Asa Proje ve Yönetim Danışmanlığı Yetkilisi Sinan Doğaner ise işverenlerle hazırladıkları yüklenici yönetim sistemi hakkında bilgi paylaştı. “Kendi içinde mal ve hizmeti üretmeyip yükleniciler ile çalışan firmalar için İSG risklerini yönetebilmeleri, kaliteyi sağlamaları adına önemli bir model” diyen Doğaner, şunları söyledi:
“Bu sistemi kurmanın olmazsa olmazı, üst yönetimin mutlaka kesin kararı olup tüm kademelere duyuru yapması. Ardından mevcut işletmenin mevcut durumu incelenip yol haritası belirlenecek.
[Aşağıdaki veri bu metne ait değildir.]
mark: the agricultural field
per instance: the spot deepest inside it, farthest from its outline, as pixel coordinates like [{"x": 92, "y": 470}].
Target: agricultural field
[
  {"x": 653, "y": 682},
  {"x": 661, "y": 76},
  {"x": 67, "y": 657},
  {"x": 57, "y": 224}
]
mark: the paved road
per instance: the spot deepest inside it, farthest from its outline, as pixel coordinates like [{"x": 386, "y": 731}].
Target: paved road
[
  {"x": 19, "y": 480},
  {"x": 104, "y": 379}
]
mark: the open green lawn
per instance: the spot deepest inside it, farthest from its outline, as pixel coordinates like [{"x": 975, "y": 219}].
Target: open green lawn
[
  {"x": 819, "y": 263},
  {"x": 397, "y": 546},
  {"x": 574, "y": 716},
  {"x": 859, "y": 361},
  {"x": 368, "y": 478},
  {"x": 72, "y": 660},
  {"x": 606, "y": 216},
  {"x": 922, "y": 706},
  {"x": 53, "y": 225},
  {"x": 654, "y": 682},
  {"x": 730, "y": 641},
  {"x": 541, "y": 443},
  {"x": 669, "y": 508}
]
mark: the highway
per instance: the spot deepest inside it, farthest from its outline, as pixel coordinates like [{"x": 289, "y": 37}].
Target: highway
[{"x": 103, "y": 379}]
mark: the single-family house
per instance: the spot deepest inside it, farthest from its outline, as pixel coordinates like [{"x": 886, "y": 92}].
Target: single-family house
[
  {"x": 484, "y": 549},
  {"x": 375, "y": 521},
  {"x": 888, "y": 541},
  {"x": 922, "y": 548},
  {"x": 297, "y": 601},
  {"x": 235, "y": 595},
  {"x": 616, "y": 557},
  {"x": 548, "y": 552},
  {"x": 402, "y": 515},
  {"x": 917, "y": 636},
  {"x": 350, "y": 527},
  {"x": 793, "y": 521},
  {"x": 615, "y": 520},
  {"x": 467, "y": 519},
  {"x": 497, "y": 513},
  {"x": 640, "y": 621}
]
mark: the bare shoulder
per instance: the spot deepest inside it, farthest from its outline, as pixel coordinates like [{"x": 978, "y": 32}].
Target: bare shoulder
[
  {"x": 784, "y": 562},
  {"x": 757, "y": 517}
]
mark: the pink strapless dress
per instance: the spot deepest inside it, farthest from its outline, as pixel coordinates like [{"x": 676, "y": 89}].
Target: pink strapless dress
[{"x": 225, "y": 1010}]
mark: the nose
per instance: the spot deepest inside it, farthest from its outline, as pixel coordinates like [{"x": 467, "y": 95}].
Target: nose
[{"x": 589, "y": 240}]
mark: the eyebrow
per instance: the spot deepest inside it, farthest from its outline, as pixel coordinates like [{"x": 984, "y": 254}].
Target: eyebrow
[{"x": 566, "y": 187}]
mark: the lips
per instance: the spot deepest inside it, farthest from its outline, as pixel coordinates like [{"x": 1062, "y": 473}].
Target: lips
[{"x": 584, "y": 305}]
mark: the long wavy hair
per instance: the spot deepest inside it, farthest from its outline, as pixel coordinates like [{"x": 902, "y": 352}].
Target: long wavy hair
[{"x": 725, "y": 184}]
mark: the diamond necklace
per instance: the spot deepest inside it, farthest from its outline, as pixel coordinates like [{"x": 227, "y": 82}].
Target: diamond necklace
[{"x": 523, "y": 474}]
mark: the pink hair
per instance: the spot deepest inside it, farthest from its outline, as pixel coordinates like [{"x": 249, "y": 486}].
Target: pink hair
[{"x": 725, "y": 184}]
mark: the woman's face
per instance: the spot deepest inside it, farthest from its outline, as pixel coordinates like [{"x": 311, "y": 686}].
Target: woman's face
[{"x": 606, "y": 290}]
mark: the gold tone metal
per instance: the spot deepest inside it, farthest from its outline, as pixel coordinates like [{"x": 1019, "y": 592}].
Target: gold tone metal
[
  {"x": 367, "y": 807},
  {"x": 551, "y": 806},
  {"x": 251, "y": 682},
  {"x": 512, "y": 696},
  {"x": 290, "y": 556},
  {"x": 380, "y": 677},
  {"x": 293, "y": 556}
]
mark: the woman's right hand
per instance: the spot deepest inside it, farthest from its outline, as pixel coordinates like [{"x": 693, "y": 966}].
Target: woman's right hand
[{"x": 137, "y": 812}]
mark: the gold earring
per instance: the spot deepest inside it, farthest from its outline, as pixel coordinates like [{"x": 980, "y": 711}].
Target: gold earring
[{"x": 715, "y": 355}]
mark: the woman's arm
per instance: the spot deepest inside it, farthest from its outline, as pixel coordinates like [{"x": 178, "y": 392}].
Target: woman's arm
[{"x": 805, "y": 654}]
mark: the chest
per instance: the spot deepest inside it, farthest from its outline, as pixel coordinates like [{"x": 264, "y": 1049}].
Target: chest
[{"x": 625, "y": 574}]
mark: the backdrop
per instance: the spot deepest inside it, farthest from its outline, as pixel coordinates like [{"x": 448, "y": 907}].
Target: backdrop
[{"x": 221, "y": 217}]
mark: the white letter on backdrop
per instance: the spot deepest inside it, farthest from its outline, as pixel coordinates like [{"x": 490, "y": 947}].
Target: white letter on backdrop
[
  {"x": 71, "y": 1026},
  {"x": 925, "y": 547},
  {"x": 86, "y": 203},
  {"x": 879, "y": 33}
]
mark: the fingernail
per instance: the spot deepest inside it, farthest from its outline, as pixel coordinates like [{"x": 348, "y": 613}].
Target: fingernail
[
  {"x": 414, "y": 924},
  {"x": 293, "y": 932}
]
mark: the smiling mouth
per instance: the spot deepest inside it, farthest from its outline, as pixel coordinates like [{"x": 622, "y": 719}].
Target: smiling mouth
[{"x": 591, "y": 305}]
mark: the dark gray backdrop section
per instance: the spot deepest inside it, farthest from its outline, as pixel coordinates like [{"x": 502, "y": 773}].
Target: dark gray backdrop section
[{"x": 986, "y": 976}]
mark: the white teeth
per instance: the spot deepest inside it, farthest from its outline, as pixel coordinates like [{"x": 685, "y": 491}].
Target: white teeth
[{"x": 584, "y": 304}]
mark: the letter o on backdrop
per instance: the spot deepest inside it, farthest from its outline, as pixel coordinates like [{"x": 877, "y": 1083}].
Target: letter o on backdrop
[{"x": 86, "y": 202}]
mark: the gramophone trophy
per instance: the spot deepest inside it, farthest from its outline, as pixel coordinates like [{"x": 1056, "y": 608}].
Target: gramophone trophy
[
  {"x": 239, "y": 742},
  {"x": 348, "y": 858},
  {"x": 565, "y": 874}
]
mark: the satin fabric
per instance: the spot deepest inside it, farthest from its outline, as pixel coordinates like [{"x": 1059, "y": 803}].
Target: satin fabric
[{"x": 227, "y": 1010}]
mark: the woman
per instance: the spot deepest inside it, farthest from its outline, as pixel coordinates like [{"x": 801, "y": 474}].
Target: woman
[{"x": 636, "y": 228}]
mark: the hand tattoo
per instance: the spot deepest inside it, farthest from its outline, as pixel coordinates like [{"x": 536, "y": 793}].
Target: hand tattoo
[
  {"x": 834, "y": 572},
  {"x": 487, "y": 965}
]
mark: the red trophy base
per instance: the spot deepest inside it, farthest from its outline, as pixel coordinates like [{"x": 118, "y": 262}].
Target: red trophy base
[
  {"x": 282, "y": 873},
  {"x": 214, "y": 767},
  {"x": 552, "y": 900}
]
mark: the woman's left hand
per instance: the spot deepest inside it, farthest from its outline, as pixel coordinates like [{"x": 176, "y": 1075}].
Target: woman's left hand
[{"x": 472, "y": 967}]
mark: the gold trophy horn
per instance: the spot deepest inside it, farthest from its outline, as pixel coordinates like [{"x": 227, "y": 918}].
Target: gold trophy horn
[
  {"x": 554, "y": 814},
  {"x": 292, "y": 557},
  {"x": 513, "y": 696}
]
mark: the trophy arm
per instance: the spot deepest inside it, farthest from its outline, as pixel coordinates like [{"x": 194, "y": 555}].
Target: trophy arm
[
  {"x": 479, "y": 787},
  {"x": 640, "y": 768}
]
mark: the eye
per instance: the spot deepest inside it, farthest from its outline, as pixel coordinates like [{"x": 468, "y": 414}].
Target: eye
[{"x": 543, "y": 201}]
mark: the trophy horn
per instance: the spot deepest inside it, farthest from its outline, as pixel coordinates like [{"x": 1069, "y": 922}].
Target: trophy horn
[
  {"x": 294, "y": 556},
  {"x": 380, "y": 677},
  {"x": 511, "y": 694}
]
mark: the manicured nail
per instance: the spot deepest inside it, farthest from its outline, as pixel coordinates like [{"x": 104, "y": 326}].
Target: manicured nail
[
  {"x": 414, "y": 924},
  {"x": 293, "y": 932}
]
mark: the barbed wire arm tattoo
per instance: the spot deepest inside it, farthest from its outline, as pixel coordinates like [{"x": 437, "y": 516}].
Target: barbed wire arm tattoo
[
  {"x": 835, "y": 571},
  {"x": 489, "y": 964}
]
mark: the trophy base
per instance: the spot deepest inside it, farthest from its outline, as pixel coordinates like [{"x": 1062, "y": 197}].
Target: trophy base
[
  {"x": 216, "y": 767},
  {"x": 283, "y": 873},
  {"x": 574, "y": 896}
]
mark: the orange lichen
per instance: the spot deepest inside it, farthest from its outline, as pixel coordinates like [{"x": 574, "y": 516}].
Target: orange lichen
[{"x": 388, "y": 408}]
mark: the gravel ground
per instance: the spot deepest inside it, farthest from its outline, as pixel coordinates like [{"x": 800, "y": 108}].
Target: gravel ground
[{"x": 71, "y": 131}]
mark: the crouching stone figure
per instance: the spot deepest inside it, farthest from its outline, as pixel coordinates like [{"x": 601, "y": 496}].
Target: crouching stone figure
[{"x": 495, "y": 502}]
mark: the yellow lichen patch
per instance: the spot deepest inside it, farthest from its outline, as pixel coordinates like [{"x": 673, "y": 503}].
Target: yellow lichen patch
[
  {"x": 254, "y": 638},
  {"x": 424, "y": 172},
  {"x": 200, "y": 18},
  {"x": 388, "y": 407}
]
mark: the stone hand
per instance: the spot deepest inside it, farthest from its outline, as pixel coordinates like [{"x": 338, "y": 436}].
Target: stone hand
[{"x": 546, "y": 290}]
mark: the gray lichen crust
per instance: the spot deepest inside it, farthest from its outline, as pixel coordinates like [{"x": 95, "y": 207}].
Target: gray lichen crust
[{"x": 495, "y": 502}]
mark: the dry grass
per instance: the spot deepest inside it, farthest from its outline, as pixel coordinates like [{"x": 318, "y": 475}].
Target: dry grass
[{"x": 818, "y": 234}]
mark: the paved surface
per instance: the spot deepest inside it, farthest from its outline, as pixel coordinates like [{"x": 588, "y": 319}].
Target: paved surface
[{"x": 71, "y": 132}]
Sonrasında işletmeye özel yönetim sistemi mimarisi oluşturulup süreçler tasarlanıp prosedürler belirlenmeli. Dördüncü aşamada sistemin kurulması ve denemelerin başlaması sağlanmalı. Gerekli datalar sisteme yüklenmeli. Sistemi kullanacak olan gerek yüklenicilere gerek sistem içindeki taraflara kullanıcı eğitimleri verilmeli. Sistem içindeki emniyet pasaportunu oluşturmak için dijital bir eğitim modülü de eklenebilir. Bu opsiyonel bir durum. Sistemin olmazsa olmazı sağlıklı data yüklemek için denetlemeler yapılmalı. Bu sistem tamamen dijital olması nedeniyle çıkan sonuçlar bir mail ile herkese gönderiliyor ve denetim kolaylığı sağlıyor. Günün sonunda bu sistemin çıktıları yüklenicilerden gelen eksikler sürekli iyileştirme döngüsü için data oluşturuyor ve sürdürülebilirlik sağlanıyor. Bunları masaya yatırıp zaman zaman (Riskinize göre periyod belirleyebilirsiniz) değerlendirip sistemsel düzeltmeler yapmak gerekiyor. Kısacası İSG’de hiçbir zaman yolun sonu yok. Hiç bitmeyen bir yoldur, duramazsınız.”